A number of transactions to the theft wallet had high miner’s fees of up to 1 BTC attached. Such high fees wouldn’t have increased the priority of the transaction in many cases, because the transaction amounts were already large enough to grant it high-priority status among miners.
Miners value a transaction’s priority by weighing its size and age, before considering the transaction fees attached.
Another issue is what appears to be continued activity and theft from Bitstamp’s hot wallet. As recently as 8th January, coins continued to flow into the theft wallet, from what Ferrin and others presume to be addresses in which Bitstamp customers deposit funds.
The thief’s decision to transfer all the ill-gotten funds to one address is also a puzzling one, Ferrin says.
Funnelling such a large amount of coins to one address encourages scrutiny on the blockchain. It also could make the coins more difficult for the thief to spend undetected.
“Sending it all to one address was a huge mistake,” Ferrin said. “[If the coins were sold on an exchange], they would be asked to explain it. They would have left a trail.”
Stolen coins on the move
The stolen coins are now on the move. The original theft address has been largely emptied out with just 90.6 BTC remaining. The funds have been dispersed to dozens of new addresses – 47 at Ferrin’s last count on 7th January.
A small number of coins now appear to have been sent to a coin mixer, which would make it more difficult for future buyers of the coins to trace them back to the Bitstamp theft.

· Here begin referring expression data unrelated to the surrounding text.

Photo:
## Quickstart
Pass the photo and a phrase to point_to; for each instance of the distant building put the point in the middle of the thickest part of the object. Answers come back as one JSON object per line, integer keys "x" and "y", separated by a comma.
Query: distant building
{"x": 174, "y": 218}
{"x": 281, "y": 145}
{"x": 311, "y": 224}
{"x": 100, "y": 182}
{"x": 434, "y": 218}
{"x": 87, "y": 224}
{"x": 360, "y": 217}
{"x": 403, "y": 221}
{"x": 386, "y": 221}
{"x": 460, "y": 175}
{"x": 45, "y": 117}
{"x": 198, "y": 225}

But no matter where the stolen coins end up, the transactions surrounding the theft will now remain publicly available on the blockchain.
“Things used to happen in the smoke-filled rooms which you would never know about, now the blockchain provides an opportunity to go back in time, prove them going backwards. It’s kind of like sunlight being the best disinfectant,”said Ferrin.
Correction: Ferrin may release his software, but would keep the source proprietary. An earlier version of this article mistakenly said he would make his software open-source.